There are three basic terms that form the foundation of how your digital publication becomes available to your readers through your website while being hosted on a digital publishing platform:

I.P. Address
CNAME
DNS Database

They are what your digital publication is to the World Wide Web as what an apartment building is to the postal service.

Here is the basic summary:

A computer hosting a website has an I.P. address that identifies it to the World Wide Web, just like an apartment building has an address so the post office can identify its location.

Just like an apartment building has several units, your computer (or server) may house several websites within it. You need to assign a separate record name to each website because they will all have the same I.P. address. This record name that you create is called the CNAME, similar to an apartment number for each website that lives on your computer system.

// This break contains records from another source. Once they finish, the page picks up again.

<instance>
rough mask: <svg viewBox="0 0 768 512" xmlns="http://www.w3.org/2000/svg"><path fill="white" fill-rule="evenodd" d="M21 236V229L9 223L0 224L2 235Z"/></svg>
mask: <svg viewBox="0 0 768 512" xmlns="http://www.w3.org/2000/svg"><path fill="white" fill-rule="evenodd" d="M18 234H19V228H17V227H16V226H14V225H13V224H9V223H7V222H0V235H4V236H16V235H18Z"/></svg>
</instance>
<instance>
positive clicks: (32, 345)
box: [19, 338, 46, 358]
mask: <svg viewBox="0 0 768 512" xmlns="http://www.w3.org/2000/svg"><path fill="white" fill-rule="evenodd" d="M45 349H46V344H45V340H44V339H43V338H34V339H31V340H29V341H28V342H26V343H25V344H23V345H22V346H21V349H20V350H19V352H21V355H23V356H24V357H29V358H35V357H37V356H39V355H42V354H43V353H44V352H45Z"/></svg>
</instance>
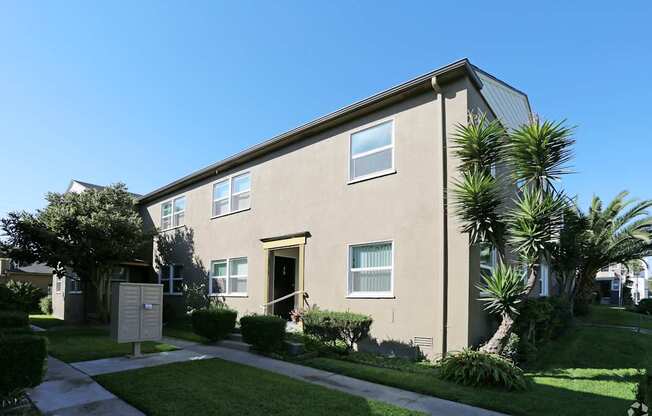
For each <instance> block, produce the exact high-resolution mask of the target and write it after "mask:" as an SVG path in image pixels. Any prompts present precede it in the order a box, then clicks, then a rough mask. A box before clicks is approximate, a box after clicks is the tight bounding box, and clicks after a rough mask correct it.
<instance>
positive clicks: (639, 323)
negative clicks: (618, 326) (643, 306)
mask: <svg viewBox="0 0 652 416" xmlns="http://www.w3.org/2000/svg"><path fill="white" fill-rule="evenodd" d="M578 320H579V321H580V322H583V323H593V324H599V325H622V326H634V327H638V326H639V325H640V327H641V328H647V329H652V316H650V315H643V314H640V313H636V312H632V311H628V310H625V309H624V308H618V307H613V306H608V305H591V306H589V315H587V316H582V317H579V318H578Z"/></svg>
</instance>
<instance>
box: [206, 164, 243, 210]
mask: <svg viewBox="0 0 652 416" xmlns="http://www.w3.org/2000/svg"><path fill="white" fill-rule="evenodd" d="M249 208H251V173H249V172H246V173H241V174H238V175H233V176H230V177H228V178H226V179H223V180H221V181H219V182H216V183H215V184H214V185H213V217H219V216H220V215H226V214H230V213H232V212H238V211H244V210H246V209H249Z"/></svg>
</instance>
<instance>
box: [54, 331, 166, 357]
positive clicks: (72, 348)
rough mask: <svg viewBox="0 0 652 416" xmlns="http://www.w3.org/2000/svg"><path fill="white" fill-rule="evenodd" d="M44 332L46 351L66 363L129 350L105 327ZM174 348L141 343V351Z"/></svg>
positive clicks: (144, 343) (153, 350)
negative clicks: (113, 339) (111, 336)
mask: <svg viewBox="0 0 652 416" xmlns="http://www.w3.org/2000/svg"><path fill="white" fill-rule="evenodd" d="M44 334H45V336H46V337H47V338H48V341H49V342H48V344H49V345H48V353H49V354H51V355H53V356H54V357H56V358H58V359H60V360H62V361H65V362H67V363H73V362H77V361H88V360H97V359H100V358H108V357H117V356H121V355H126V354H129V353H130V352H131V344H118V343H116V342H114V341H113V340H112V339H111V338H110V336H109V332H108V330H107V329H105V328H84V327H76V328H60V329H58V330H53V331H47V332H44ZM175 349H176V347H174V346H172V345H168V344H162V343H158V342H150V341H148V342H143V344H142V352H143V353H151V352H161V351H172V350H175Z"/></svg>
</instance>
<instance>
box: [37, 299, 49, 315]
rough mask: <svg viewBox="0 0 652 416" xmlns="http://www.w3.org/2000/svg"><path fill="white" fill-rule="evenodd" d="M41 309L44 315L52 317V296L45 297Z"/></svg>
mask: <svg viewBox="0 0 652 416" xmlns="http://www.w3.org/2000/svg"><path fill="white" fill-rule="evenodd" d="M39 307H40V308H41V313H42V314H43V315H52V296H51V295H48V296H43V297H42V298H41V300H40V301H39Z"/></svg>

The DNS Database System is like a post office that connects your computer’s (or server’s) domain name to its I.P. address so the World Wide Web can recognize it. Similar to how the post office keeps track of addresses in order to deliver mail to and from your home, a DNS Database System keeps track of all websites through their assigned I.P Addresses and CNAMES if more than one website exists under the same I.P. Address.

Once you understand these terms you can then understand how a digital publishing platform can host your digital publication while allowing you to make that publication available on your own website. When you create a digital publication through a digital publishing company in HTML5 and the publication now has its own URL for you to share with your readers through your site, you need to create a CNAME for it so the DNS Database can distinguish it from your computer’s I.P. Address. Depending on where your ideal reader spends the most time online, this can help you decide between investing in an HTML5 version of your publication or a designing a custom app, which exists outside of your website altogether.